One of the great books which helped me with Story of the Ancient World is A New System, or an Analysis of Ancient Mythology by Jacob Bryant. Jacob Bryant was a learned British scholar of the 18th century, the height of English and American classical education for men of this epoch. He was born in 1715, entered Eton in 1730, then King's College at Cambridge in 1736. He earned his Bachelor of Arts in 1740 and his Masters in 1744. His academic accomplishments were noted by the Duke of Marlborough when he sought a tutor for his son, and Byrant was engaged, given his own rooms at the Marlborough estate, and was made keeper of the famous Marlborough library, a masterpiece of ancient, classical, and medieval manuscripts in Greek, Latin, French, and other languages. When the son who had been tutored by Bryant became Duke of Marlborough in his turn, he made Bryant his private secretary. In this capacity he served until his death at 89 years of age, in 1804.

Of Bryant it was written, a few years after his death, that, “in point of classical erudition, he was, perhaps, without equal in the world.” His lifelong study was not only in literature, but in the investigation of truth. “By truth, we are to understand religious truth, his firm persuasion of the truth of Christianity, to the investigation and establishment of which he devoted his whole life. This was the central point, around which all his labors turned; the ulitmate object at which they aimed.”

He wrote extensively on the subjects of ancient history and mythology, of which A New System was the culmination of his life's study. This work was an attempt to “divest tradition of fable, and to reduce truth to its original purity.” In it, he begins with the history recorded in Scripture as true history, and traced the ancient mythologies and histories of the Greeks, Babylonians, and Egyptians to the true historical events which they attempted to record. Meticulously researched, cross referenced, and footnoted, the inescapable logic of this work cemented his reputation as the formost scholar of antiquity in Britain.

However, toward the end of his life, Bryant published a paper attempting to prove that Troy never existed, and the Greek expedition recorded by Homer was never undertaken. This conviction arose from an acquired distrust of the Greeks as historians, for he discovered so many errors in their accounts through the course of his studies, that he came to distrust anything Greek. It might be this famous paper which prompted Schliemann to search for the ruins of Troy, which he discovered in 1871.

Thus Bryant was discredited, and with the rise of the acceptance of Darwinism and long ages to civilization, his seminal work forgotten.

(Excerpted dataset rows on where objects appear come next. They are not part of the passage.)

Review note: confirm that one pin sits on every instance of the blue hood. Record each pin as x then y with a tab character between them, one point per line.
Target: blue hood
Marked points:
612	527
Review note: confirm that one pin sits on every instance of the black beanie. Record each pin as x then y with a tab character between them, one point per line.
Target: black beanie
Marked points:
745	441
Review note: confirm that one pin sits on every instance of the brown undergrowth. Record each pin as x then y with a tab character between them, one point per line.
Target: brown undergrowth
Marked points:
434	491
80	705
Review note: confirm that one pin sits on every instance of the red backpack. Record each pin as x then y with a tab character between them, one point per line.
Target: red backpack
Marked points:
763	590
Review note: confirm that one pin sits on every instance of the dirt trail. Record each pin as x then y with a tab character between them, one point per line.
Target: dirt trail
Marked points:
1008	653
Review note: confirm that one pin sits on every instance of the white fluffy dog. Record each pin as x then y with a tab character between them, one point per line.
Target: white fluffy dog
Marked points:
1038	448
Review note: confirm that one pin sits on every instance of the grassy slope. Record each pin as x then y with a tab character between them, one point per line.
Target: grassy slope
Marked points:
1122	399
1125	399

But his error about Troy does not disprove his other valuable work. I knew of Bryant, as he appears in quotes and footnotes of other academic works of ancient history that I had, and was able to find a copy of A New System earlier this year, after a long search. I will quote excerpts in future posts.

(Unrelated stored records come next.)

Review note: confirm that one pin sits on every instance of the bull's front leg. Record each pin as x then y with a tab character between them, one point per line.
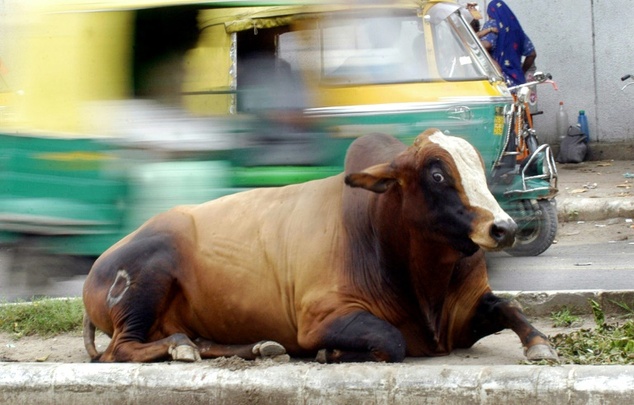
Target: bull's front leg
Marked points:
494	314
361	336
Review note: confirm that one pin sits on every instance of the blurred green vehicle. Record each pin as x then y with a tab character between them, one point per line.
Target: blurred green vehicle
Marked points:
113	111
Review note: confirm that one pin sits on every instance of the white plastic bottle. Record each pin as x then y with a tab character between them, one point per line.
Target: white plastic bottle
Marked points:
562	121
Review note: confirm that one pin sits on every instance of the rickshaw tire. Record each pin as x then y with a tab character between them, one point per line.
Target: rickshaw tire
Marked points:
541	237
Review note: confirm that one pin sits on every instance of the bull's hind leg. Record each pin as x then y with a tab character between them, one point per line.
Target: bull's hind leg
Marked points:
260	350
176	347
494	314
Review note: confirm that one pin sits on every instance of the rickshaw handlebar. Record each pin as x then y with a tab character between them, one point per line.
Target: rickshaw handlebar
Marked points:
539	78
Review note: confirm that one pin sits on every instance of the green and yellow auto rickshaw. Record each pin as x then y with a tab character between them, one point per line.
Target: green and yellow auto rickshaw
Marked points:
116	110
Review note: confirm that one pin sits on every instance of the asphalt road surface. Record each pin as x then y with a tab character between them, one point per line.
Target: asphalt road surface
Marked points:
578	266
592	266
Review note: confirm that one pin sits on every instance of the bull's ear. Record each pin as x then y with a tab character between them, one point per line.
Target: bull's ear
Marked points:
376	178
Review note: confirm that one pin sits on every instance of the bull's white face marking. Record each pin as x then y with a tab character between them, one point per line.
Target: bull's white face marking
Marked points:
118	288
472	174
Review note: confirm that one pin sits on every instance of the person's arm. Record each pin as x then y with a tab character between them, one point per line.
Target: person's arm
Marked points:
487	31
529	60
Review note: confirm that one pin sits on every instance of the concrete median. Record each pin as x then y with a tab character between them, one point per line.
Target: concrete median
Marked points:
298	383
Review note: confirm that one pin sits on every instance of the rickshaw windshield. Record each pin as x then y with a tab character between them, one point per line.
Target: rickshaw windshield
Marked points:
390	47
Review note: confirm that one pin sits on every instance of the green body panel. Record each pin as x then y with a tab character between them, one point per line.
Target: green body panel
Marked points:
478	130
60	187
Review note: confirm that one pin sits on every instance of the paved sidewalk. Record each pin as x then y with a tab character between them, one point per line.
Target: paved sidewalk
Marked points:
596	190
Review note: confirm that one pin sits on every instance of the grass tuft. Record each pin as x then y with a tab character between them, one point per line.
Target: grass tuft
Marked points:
44	317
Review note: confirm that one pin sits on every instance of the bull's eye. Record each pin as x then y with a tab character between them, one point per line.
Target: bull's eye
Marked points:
438	177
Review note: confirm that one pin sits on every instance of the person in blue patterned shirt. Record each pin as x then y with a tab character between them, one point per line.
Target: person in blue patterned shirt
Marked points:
507	42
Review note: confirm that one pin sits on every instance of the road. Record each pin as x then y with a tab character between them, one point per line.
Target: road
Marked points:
587	266
579	266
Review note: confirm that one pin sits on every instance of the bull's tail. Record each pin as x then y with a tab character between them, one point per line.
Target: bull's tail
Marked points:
89	337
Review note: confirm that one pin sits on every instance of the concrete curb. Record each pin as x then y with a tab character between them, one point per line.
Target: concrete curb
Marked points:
297	383
412	382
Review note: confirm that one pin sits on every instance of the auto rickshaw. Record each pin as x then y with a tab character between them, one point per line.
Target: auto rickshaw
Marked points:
124	109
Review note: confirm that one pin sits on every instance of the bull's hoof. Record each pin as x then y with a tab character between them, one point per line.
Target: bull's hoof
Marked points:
541	352
184	353
321	357
268	349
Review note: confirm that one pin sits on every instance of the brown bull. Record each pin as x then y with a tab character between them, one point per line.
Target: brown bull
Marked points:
374	265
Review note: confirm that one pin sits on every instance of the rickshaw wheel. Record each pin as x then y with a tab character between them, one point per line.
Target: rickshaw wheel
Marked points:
536	234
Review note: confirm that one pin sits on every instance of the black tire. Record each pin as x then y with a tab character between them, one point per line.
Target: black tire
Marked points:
536	234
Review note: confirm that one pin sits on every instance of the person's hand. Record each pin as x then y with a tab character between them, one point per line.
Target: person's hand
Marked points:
487	31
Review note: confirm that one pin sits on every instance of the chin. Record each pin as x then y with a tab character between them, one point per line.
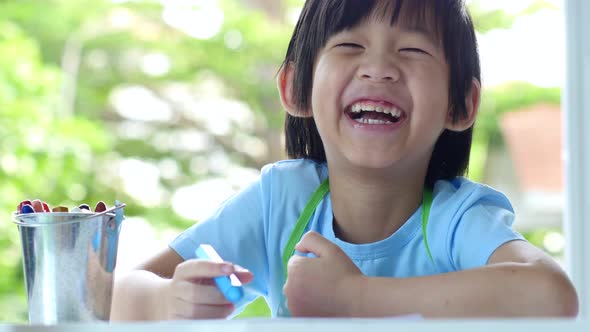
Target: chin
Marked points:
373	162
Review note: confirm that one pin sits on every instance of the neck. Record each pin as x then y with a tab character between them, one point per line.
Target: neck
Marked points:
369	206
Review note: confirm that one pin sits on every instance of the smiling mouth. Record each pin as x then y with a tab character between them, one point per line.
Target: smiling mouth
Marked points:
374	115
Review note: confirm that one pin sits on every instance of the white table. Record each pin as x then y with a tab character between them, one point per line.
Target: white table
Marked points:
320	325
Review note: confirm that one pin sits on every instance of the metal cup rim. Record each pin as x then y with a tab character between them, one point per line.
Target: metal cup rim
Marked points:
78	217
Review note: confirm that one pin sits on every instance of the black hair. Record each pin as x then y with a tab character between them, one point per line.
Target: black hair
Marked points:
448	20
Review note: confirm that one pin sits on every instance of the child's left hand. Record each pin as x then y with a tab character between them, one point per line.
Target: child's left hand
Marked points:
326	286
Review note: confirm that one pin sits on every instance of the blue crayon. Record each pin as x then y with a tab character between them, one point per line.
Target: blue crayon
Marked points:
27	209
230	286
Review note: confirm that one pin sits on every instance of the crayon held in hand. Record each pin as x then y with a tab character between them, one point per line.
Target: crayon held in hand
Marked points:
230	286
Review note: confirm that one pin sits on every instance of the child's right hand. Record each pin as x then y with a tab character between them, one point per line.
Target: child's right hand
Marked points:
191	293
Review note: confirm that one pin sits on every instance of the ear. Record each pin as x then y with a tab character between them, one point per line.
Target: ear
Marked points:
285	85
472	106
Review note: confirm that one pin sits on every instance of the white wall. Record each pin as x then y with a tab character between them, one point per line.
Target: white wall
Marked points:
577	144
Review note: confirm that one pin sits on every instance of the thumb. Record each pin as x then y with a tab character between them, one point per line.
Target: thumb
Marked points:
313	242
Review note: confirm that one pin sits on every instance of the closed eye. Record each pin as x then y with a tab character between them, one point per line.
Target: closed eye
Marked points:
413	49
350	45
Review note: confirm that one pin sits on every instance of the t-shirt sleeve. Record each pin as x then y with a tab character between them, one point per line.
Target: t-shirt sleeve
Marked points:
483	224
236	231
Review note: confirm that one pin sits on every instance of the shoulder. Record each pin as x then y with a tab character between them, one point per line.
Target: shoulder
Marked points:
294	172
462	194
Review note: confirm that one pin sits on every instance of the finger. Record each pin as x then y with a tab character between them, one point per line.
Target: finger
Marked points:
313	242
194	269
199	294
245	277
203	311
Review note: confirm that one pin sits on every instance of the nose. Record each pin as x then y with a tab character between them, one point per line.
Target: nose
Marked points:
379	68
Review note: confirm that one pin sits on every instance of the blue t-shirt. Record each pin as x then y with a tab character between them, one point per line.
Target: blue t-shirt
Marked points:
468	222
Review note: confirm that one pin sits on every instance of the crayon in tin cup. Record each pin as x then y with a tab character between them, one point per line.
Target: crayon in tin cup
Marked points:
60	209
21	204
37	205
27	208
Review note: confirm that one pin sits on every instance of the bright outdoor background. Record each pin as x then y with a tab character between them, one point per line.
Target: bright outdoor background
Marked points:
170	106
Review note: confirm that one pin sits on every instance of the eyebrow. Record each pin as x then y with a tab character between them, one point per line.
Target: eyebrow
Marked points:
420	30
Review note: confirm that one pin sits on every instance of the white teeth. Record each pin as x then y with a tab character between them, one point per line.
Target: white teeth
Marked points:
372	121
359	107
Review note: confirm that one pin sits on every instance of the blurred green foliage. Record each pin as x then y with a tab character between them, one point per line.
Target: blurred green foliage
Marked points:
62	139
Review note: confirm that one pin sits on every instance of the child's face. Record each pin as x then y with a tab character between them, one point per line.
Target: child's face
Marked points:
400	77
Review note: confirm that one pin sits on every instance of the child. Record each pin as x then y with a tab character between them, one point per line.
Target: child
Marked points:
381	99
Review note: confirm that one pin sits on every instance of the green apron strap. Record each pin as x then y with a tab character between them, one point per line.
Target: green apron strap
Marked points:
315	200
302	222
426	204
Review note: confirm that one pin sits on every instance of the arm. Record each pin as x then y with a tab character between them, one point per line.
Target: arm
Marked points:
519	280
167	287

One thought on “An analysis of ancient mythology

  1. I've been here before, but I'd forgotten about it. And what great timing! It's too long of a story to get into it now, but I've been doing my own digging into ancient mythologies lately, and just when I've gotten to the point where I know I need more Godly writings on the topic, God led me here. I found Bryant's book online at gutenberg.org, and I can't wait to curl up in the cool glow of the plasma screen to read it.
    Thanks so much! (I look forward to receiving my copy of your new book when it's ready!)